自費出版(じひしゅっぱん)とは、書籍をはじめとする何らかのメディアで、著者が自分で費用を出して出版することである。商業出版のように流通ルートや販売部数を確保するのが困難であるが、反面として自由にコンテンツを出版することができるのが特長である。近年ではインターネットを通じて売買されることも多くなっている。具体例としては、趣味で作った絵本や詩吟会の作品集・自分史などの出版に利用されることがある。
== 概要 ==
書籍を中心とする多くの自費出版物は、出版取次と呼ばれる流通仲介業者を通して書店で販売される通常の商業出版物とは異なり、市場での販売による収益が期待できない。このため、既成の出版社では出版を引き受けてくれないことなどから、印刷会社などが直接その製造を個人から請け負う形が一般的だった。主として1990年以降、自費出版を行う個人の増加や出版不況などを背景として、自費出版を専門に行う出版社や商業出版と同時に自費出版も請け負う出版社が増加した。2000年以降には、書店と直接契約するなどで「書店販売を行う」ことをセールスポイントとして大手新聞などで著者を募集する「共同出版型」の手法や、同じく大手新聞などで出版賞募集をPRし入賞作品を自費出版に誘導する「出版賞型」の手法が登場してきた。また、著者に対して作家となるためには新人賞よりもとにかく書籍を発売した実績を作ることが早道であるなどという形で宣伝・勧誘を繰り広げるものも少なくない。

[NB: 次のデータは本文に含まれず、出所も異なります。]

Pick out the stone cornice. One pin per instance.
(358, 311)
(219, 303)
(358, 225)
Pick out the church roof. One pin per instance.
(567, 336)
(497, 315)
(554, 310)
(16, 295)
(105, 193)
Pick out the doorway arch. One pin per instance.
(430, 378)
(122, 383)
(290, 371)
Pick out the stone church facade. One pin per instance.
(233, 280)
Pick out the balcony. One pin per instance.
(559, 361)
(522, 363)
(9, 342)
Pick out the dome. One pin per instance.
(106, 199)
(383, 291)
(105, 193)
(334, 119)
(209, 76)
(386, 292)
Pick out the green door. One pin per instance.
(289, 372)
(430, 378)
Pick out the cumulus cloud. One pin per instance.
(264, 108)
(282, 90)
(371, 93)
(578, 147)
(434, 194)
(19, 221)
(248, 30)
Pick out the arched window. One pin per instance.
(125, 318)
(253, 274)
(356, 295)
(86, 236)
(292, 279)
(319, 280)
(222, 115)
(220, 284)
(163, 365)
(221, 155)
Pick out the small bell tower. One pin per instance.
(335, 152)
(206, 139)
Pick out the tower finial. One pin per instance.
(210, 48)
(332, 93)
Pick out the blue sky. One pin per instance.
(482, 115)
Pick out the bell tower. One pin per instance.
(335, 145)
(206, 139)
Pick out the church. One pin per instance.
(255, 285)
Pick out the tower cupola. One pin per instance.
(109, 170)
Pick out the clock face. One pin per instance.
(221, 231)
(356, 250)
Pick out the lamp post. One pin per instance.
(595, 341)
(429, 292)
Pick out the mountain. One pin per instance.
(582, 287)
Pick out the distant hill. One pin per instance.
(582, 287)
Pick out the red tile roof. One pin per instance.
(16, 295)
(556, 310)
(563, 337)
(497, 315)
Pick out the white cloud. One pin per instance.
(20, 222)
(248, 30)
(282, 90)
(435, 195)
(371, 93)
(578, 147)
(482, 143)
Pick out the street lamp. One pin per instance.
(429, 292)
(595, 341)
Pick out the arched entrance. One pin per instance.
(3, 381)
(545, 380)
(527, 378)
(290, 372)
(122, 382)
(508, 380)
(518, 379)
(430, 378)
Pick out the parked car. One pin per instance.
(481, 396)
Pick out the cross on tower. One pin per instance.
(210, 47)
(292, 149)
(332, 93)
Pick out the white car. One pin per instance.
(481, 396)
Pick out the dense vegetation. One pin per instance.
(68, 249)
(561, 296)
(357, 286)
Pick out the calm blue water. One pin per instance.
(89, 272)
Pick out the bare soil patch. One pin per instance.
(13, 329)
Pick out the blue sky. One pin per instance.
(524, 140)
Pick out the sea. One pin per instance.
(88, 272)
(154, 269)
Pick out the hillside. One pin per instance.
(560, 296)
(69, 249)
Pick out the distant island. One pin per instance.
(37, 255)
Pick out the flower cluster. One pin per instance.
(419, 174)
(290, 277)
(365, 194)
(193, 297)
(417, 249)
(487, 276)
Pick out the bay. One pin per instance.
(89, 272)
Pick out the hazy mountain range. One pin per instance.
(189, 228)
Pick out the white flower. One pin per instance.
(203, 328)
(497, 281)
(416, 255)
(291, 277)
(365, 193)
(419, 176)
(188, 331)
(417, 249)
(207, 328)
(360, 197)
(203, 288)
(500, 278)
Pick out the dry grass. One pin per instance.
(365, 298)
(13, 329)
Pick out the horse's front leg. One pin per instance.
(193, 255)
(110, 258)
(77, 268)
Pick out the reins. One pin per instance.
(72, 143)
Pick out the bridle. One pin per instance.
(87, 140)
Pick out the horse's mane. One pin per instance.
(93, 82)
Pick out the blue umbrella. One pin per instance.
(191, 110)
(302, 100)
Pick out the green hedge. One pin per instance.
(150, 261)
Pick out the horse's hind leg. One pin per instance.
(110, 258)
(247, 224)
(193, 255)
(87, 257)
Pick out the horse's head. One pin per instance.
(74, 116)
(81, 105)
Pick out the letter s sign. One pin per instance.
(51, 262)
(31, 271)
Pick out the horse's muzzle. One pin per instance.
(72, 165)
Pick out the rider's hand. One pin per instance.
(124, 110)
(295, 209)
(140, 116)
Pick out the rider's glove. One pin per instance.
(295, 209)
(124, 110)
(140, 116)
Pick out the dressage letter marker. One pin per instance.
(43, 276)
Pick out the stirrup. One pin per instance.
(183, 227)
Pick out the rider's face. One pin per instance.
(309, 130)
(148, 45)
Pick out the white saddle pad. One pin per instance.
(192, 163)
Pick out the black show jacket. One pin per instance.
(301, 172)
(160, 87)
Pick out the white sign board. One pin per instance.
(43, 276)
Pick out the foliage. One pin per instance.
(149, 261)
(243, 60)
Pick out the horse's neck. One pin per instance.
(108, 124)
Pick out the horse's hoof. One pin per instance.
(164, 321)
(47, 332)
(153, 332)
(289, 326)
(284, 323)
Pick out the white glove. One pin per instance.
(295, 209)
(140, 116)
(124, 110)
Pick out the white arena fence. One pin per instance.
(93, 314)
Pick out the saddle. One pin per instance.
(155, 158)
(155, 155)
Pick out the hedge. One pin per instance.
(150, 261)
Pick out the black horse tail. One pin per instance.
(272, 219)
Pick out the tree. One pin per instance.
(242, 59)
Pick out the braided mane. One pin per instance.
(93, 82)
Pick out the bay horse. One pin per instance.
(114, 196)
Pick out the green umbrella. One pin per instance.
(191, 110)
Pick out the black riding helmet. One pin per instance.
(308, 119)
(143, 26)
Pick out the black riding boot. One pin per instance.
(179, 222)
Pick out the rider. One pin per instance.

商業出版は出版に際しての赤字になる可能性も含めたすべてのリスクを出版社側が負い営業的努力により売り上げから収益を上げるのに対して、自費出版は注文を受けた著者から料金を受け取り本を刊行することで収益を上げるという、根本から異なるビジネスモデルによって成立している。よって、自費出版の書籍が大きな部数を売り上げることは極めてまれである。部数が多くなれば出版費用も多額に上るため、出版の目的(趣味・実益)とコストとの兼ね合いを熟慮する必要があるし、さらに商業ルートに載せる場合は、出版社が信頼できるか・売れる見込みがあるか・営業力があるか、などを精査して検討する必要がある。過去には自費出版系出版社が著者に高額の費用を支払わせておいて、契約通りの営業活動を行わず、結果、本が書店にほとんど出回らずにトラブルとなったケースも存在する。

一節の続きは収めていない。